New trial ordered in Taunton arson case
Judge cites flawed evidence, errors by defense counsel
By Shelley Murphy
Globe Staff / November 16, 2010
A federal judge ordered a new trial yesterday for a man convicted of torching his Taunton convenience store in 2001, ruling that prosecutors presented flawed scientific evidence to persuade jurors that the cause of the fire was arson.
In a 69-page decision, US District Judge Nancy Gertner wrote that by the time James Hebshie went to trial in 2006, it had been widely reported that people had been convicted, and perhaps even executed, on flawed arson evidence.

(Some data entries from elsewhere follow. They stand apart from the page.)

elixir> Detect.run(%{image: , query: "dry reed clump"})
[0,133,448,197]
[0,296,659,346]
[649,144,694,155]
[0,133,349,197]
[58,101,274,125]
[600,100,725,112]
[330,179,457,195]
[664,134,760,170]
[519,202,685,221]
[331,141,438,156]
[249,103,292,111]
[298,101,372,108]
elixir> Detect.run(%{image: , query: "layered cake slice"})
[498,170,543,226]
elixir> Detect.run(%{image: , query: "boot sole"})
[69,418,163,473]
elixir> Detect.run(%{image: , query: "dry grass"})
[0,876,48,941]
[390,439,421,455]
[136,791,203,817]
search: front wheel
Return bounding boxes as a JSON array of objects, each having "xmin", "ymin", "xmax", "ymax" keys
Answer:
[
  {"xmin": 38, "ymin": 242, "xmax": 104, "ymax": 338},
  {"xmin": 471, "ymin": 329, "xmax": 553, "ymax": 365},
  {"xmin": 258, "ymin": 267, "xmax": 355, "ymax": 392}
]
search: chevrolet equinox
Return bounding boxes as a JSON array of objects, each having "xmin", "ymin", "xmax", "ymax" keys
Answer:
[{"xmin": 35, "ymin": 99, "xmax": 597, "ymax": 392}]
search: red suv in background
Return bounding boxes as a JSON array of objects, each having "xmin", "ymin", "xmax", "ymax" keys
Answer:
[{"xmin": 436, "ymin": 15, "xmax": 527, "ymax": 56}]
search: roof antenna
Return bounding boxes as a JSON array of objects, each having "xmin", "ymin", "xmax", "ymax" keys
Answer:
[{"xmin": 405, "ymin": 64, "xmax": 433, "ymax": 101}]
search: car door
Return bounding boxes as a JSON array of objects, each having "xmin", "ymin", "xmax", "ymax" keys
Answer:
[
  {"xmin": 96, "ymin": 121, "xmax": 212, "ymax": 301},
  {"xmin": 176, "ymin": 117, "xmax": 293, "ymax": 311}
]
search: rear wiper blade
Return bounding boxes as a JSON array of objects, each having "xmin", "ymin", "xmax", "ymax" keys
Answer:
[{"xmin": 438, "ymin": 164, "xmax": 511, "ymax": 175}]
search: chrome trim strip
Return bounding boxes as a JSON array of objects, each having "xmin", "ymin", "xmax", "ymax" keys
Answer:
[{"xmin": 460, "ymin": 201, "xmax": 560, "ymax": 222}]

Yet, she said, Hebshie’s lawyers failed to challenge evidence presented at his trial, even though they had been warned by another lawyer and scientific experts that there were problems with arson expert testimony, laboratory analysis, and canine evidence being offered.
A canine handler was wrongly allowed to testify to “an almost mystical account’’ of the capabilities of Billy, an accelerant-detection dog, and make unsubstantiated statements about the dog’s accuracy, Gertner wrote.
“Questionable theorizing about arson, about Billy’s mystical prowess, and the generic laboratory results were presented as ‘science’ to the jury, and, as a result, Hebshie was convicted,’’ Gertner wrote. She added that much of the evidence should have been excluded and that, if it had, jurors may have acquitted Hebshie.
“This court recognizes the importance of finality in criminal cases, particularly after time and resources have gone into the trial and after a jury has pronounced guilt,’’ she wrote. “But finality cannot trump fairness or justice.’’
Gertner said Hebshie’s trial attorneys, John T. Spinale and his son, John S. Spinale, were ineffective and failed to give Hebshie a constitutionally acceptable defense. The younger Spinale is currently a juvenile court judge. The Spinales could not be reached for comment last night.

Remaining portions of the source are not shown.